Add a recreate path to GalaxyMxSession (e.g. RecreateAsync/DisposeSessionForRecreationAsync) that disposes + nulls _session and _ownedClient, and have ReopenAsync call it before ConnectAsync so a reopen always routes through the happy-path create (OpenSessionAsync + RegisterAsync). Confirm what status/exception marks Faulted/NotFound and that the dispose is safe (gRPC channel teardown). Keep the supervisor's backoff loop; it now actually recovers.

Tests

A reconnect test asserting that after a faulted session, the reopen path creates a new session (new handle / OpenSessionAsync called again) rather than no-op'ing. Mirror any existing ReconnectSupervisor/session tests.

6 — Live-pill circuit health (standard)

Problem (verified)

ScriptLog.razor:122 and Alerts.razor:132 set _connected = true once in OnInitialized and never update it; the pill markup binds to that set-once bool. IInProcessBroadcaster<T> (AdminUI/Hubs/IInProcessBroadcaster.cs) exposes only Received + Publish — no health signal.

Decision

  • Extend IInProcessBroadcaster<T> with a connection-health signal (bool IsConnected + event … ConnectionStateChanged). The bridge actors (ScriptLogSignalRBridge / AlertSignalRBridge) set it from their DPS-subscription health (SubscribeAck up / failure down). The razors bind the pill to it and subscribe/unsubscribe like DriverStatusPanel.razor (OnConnectionStateChangedInvokeAsync(StateHasChanged)).
  • Dead-circuit case (node recreate kills the server-side circuit — the component is dead and cannot self-update its pill): this is Blazor Server's built-in reconnection concern. Verify the default reconnect overlay is present/visible (it is what actually signals a dropped circuit) rather than trying to fake liveness from a dead component.

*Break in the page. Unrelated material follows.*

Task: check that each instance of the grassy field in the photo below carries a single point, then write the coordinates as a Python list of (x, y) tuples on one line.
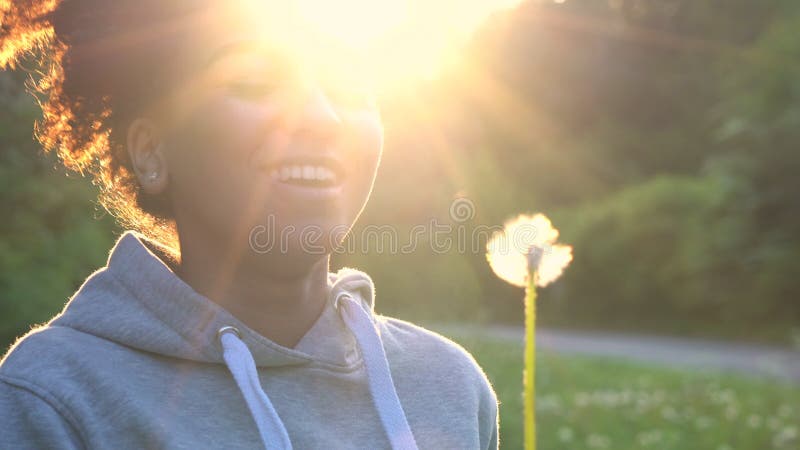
[(596, 403)]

If absent, add the standard Blazor reconnect UI.

Tests

Broadcaster unit test for the new health signal + SetConnected propagation. Razor proven by docker-dev live-verify (no bUnit).


Sequencing & risk

Item Risk Notes
1 redundancy double-emit (A1 emit gate, A2 historian gate) high-risk independent subsystem; A1∥A2 (different files)
5 Galaxy reconnect high-risk independent subsystem (Galaxy driver)
2 Timed-shelve picker small razor-only, live-verify
3a chip auto-clear / 3b CorrelationId small razor / mechanical refactor
6 live-pill standard interface + bridge + 2 razors
4 rig cleanup trivial/operational last

The two high-risk items (1, 5) are in different subsystems and can run in parallel with each other and with the UI items (2, 3, 6). Rig cleanup (4) is last. TDD where there's logic; UI proven by docker-dev /run live-verify (agent drives — login disabled on docker-dev).

Hard rules

Stage by explicit path (never git add .); never stage sql_login.txt / src/Server/.../Host/pki/; never echo the gateway API key into a new tracked file; no force-push, no --no-verify; no Configuration entity / EF migration change (none of these items needs one). Build on a feature branch off master.